Niesamowicie inteligentny piłkarz, który gdy ma futbolówkę przy nodze, widzi trzy razy więcej niż jego koledzy. Umiejętnie rozprowadza akcję w środku pola. Planów nie popsuła mu nawet poważna kontuzja z końcówki ubiegłego sezonu, po której wielu kibiców obawiało się, że znów będzie trzeba czekać na dobrą wersję Rafała. Jednak jak pokazały dwa ostatnie mecze, niepotrzebnie. „Kurzi” ledwie wszedł i już pokazuje to, co najlepsze. Niektórzy nawet pokusili się o określenie „kurziball”.
Kurziball 🥰
— Dawid Zieliński (@DaveZielinskii) August 10, 2024
Pogoń Szczecin czeka teraz próba siły, ale i tak jest lepiej, niż wielu zakładało
Na daleko idące wnioski jeszcze za wcześnie. Prawdziwe testy przyjdą już za niedługo, nadchodzące kolejki wcale nie będą bowiem łatwe. Na rozkładzie czekają między innymi Lech Poznań, Cracovia czy Legia Warszawa. Zatem to, co wystarczyło na taką Stal Mielec, może nie wystarczyć na rozpędzonego Lecha.

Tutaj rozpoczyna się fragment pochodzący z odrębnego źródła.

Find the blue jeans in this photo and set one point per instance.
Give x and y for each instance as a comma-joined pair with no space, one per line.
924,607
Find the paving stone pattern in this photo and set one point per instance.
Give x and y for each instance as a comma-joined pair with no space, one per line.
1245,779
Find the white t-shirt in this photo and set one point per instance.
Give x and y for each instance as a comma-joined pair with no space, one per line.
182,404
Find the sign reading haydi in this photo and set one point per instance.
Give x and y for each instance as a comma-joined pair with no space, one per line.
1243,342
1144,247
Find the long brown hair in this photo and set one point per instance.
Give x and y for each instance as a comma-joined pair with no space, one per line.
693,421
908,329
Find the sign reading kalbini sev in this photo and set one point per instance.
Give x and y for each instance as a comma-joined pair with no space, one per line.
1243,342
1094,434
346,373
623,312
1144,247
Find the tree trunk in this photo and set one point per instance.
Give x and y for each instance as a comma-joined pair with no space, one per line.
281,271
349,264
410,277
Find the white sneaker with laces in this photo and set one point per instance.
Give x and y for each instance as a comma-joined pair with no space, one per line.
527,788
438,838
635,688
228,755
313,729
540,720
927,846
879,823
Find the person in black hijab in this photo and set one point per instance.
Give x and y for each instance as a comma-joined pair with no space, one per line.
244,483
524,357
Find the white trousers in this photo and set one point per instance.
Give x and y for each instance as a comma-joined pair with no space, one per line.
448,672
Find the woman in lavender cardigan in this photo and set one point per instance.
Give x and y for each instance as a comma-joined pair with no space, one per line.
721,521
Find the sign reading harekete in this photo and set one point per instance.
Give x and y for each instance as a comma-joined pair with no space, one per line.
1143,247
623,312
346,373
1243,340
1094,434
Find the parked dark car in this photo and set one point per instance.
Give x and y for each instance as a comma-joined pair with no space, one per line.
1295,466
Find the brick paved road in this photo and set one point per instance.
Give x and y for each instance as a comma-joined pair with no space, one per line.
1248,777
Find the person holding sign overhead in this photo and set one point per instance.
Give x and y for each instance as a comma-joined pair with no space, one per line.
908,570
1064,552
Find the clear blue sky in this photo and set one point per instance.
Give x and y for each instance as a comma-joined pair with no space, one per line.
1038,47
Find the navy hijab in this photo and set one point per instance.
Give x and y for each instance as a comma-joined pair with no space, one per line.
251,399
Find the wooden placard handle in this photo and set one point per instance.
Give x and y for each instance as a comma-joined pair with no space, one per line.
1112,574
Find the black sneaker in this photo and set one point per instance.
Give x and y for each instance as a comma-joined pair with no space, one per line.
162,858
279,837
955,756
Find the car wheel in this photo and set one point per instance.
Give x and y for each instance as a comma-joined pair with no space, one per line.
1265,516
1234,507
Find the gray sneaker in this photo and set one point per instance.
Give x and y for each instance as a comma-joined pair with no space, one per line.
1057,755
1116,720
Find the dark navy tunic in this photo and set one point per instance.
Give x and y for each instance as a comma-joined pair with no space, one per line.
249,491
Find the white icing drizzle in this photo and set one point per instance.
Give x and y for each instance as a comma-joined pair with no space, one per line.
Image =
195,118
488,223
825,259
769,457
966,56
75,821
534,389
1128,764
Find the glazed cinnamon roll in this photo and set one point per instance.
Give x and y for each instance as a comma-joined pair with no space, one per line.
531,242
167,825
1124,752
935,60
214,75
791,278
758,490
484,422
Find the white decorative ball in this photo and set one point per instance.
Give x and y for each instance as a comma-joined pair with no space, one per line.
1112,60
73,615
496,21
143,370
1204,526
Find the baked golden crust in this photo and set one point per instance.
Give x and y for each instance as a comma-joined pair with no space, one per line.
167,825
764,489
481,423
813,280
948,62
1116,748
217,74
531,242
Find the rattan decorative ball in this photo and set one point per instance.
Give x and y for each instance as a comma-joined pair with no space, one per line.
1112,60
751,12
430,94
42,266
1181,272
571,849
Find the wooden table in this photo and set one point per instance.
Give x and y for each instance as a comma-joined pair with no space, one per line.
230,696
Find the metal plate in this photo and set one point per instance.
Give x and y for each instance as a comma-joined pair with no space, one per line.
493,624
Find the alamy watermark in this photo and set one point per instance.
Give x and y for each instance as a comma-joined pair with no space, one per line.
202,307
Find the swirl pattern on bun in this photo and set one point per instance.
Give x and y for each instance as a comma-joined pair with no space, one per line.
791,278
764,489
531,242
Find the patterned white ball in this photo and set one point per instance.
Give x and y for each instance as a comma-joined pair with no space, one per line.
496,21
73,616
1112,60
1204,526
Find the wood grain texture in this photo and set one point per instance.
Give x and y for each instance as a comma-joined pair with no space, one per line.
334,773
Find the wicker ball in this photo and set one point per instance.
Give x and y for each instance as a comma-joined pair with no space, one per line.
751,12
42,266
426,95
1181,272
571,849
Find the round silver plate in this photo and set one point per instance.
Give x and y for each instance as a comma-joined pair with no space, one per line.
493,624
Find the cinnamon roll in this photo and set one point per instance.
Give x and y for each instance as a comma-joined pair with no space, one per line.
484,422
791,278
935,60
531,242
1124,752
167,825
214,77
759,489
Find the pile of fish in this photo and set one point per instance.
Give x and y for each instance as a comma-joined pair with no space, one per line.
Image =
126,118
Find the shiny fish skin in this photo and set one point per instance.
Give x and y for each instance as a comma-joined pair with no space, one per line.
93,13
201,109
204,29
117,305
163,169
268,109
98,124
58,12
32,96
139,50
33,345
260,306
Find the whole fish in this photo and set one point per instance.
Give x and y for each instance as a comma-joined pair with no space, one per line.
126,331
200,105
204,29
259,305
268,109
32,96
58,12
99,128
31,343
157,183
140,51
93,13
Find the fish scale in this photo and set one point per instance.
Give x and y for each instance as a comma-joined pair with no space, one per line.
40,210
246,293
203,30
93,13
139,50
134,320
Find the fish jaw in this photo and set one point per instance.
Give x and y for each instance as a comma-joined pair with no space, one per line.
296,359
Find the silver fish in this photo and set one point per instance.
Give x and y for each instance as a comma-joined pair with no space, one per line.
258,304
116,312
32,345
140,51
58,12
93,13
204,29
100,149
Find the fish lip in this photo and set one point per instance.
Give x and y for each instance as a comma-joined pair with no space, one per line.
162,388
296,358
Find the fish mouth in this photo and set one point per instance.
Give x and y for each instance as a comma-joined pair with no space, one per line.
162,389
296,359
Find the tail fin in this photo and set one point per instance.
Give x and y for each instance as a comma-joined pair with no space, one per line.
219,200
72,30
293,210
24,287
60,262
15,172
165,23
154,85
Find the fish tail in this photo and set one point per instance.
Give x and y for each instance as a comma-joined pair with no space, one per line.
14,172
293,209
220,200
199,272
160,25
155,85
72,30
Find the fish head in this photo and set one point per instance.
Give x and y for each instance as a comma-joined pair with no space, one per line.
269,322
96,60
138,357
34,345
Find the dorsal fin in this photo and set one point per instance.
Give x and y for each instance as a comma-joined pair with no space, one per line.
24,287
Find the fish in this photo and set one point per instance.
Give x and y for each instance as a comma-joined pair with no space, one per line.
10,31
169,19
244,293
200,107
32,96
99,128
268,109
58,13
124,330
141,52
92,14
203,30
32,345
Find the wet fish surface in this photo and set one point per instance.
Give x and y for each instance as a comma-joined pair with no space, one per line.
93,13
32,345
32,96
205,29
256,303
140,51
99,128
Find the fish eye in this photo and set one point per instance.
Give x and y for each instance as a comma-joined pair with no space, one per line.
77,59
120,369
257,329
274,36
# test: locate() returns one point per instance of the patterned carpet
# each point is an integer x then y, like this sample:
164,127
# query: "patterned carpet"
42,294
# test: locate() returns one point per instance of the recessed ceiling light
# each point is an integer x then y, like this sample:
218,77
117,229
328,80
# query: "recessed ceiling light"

Niemniej ci, którzy wieszczyli po finale 2„ maja całkowity kres projektu Pogoni, muszą jeszcze wstrzymać się z takimi ocenami.
***
Na koniec dorzucamy jeszcze kilka ciekawostek statystycznych z tych pierwszych kolejek:
- Pogoń Szczecin oddaje najwięcej strzałów celnych spośród wszystkich zespołów PKO Ekstraklasy (średnio 5,67 strzałów celnych na mecz);
- Wahan Biczachczjan oddaje najwięcej strzałów w lidze (17, z czego 8 celnych);
- „Portowcy” są najczyściej grającym zespołem w PKO Ekstraklasie. Dotąd otrzymali tylko pięć żółtych kartek i zero czerwonych, taki sam bilans ma tylko GKS Katowice.